Ich schloß die Augen. Als ich sie wieder öffnete, stand Lewis neben mir, ruhig
und unbeteiligt.
    »Die arme Rena Cooper ist tot«, sagte
er gleichgültig.
    Rena Cooper war die Klatschbase, mit
der er vor einer Stunde noch gesprochen hatte. Ich sah ihn entsetzt an.
Zugegeben, Rena war nicht die Güte selbst, aber von ihrer abscheulichen Zunft
immer noch eine der besten.
    »Sie haben mir geschworen«, sagte ich.
»Geschworen!«
    »Was geschworen?«
    Er sah mich völlig verständnislos an.
    »Geschworen, daß Sie ohne meine
vorherige Erlaubnis niemanden mehr töten werden. Sie sind feige und
wortbrüchig. Sie sind ein patentierter Mörder, ein unverantwortliches Subjekt.
Sie machen mir Schande, Lewis, und ich finde Sie abscheulich.«
    »Aber«, sagte er, »das war doch nicht
ich!«
    »Das können Sie anderen erzählen«,
sagte ich bitter und winkte ab. »Wer soll es denn sonst gewesen sein?«
    Paul kam zurück, leicht angewidert. Er
nahm meinen Arm und fragte mich, warum ich so blaß sei. Lewis rührte sich
nicht. Er sah uns an, lächelte beinahe. Ich hätte ihn ohrfeigen können.
    »Die arme Rena hat einen Herzanfall
zuviel erlitten. Es war der zehnte in diesem Jahr. Der Arzt konnte nichts mehr
für sie tun. Sie trank zuviel, und er hatte sie davor gewarnt.«
    Lewis breitete die Hände aus und
lächelte mich mit der Genugtuung des zu Unrecht verdächtigten Unschuldigen
spöttisch an. Ich atmete ein wenig auf. Zugleich sagte ich mir, daß ich in
meinem ganzen Leben nie wieder imstande sein würde, eine Todesanzeige in einer
Zeitung zu lesen oder vom Tode eines Menschen sprechen zu hören, ohne ihn zu
verdächtigen.
    Der Rest des Abends war ein Fiasko. Die
arme Rena wurde mit der Ambulanz weggebracht, und die Gäste gingen rasch
auseinander. Ich war, ziemlich deprimiert, mit Lewis allein in meinem Haus. Er
gab mir mit Beschützermiene ein Alka-Seltzer und riet mir, schlafen zu gehen.

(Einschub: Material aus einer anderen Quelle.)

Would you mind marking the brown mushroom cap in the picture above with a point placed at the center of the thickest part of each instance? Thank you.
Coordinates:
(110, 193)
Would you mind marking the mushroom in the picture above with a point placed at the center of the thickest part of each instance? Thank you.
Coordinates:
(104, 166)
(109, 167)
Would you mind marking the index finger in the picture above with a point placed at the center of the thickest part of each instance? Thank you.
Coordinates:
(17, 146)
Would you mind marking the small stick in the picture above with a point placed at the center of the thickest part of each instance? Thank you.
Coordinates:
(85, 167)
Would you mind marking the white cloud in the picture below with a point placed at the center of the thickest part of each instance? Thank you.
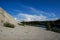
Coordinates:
(38, 15)
(28, 17)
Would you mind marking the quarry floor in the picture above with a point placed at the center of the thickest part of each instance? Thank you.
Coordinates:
(27, 33)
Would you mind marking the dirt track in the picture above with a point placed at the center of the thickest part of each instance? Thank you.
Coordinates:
(27, 33)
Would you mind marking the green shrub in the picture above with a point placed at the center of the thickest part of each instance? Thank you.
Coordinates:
(8, 25)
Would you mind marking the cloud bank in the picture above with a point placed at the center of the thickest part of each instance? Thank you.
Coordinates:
(38, 15)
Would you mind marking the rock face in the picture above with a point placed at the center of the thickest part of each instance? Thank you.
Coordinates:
(5, 17)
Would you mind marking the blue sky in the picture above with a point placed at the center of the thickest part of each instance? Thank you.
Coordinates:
(32, 10)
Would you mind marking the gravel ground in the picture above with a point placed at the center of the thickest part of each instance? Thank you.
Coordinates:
(27, 33)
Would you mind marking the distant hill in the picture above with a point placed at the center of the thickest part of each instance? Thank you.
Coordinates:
(6, 17)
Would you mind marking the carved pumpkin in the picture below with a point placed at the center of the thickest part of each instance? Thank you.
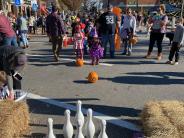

Ich gehorchte kleinlaut. So unglaublich es klingt: Ich schämte mich. Die Moral
ist eine merkwürdige Sache. Sie unterliegt zu vielen Schwankungen. Ich werde
nicht die Zeit haben, mir eine solide zu fabrizieren, ehe ich sterbe; zweifellos
auch an einem Herzschlag.
     
     
     

DREIZEHNTES KAPITEL
     
    Es folgte eine köstliche Zeit der Ruhe.
Ganze drei Wochen vergingen ohne den geringsten unangenehmen Zwischenfall.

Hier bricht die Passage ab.